The most obvious approach to communication between microservices is to use RPC (remote procedure calls) or the tried and trusted REST APIs. These make use of HTTP protocols and are used extensively for access to services over the internet. However, although REST is great for internet APIs, it is not the ideal choice inside a microservices architecture despite widespread use for that purpose. For me, a message bus is clearly a much better choice. It provides superior performance, increased flexibility and agility and a simpler overall architecture with less moving parts.
Let’s be clear what we are referring to here though. We aren’t talking about the ESBs (Enterprise Service Buses) that so painfully bloated with functionality and made themselves the centre of service oriented architectures in the past. We’re talking about simple, straightforward message buses that follow the modern principle of “do one thing and do it well“. Message buses like RabbitMQ, Kafka, NSQ, NATS etc.
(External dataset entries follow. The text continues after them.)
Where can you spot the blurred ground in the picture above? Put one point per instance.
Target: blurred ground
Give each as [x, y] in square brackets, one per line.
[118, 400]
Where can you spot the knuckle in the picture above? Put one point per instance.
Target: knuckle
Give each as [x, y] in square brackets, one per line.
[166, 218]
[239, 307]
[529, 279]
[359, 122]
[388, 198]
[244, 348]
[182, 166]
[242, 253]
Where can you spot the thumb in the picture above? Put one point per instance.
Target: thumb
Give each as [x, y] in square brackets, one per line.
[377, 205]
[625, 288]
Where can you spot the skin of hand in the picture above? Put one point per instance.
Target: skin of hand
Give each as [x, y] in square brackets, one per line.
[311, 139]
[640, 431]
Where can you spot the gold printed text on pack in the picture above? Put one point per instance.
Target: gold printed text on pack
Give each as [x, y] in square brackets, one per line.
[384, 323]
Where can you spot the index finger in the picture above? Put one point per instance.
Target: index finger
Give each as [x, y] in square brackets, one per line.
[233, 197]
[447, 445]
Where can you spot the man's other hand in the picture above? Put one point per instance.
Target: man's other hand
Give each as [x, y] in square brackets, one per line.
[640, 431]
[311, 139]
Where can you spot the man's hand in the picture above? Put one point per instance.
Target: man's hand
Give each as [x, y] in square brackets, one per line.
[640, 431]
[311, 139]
So why are message buses the best way to integrate microservices? Here’s the list:
1 – Simplified Service Discovery
It’s highly likely that in a microservices architecture we will have more than one instance of each microservice in operation at the same time. In most cases we will have many. Certainly for any critical microservices we will need at least two instances, regardless of workload, in order to provide resilience against failures. Further, these instances may disappear and be reappear over time due to scaling and temporary failure conditions. So how does a client microservice know what network address to use to find an instance of a microservice it needs? We have to implement a service discovery mechanism. This isn’t straightforward though and you will find many (and I mean many) posts and articles online on the topic. I won’t go into the options here because if you use a message bus you won’t need them!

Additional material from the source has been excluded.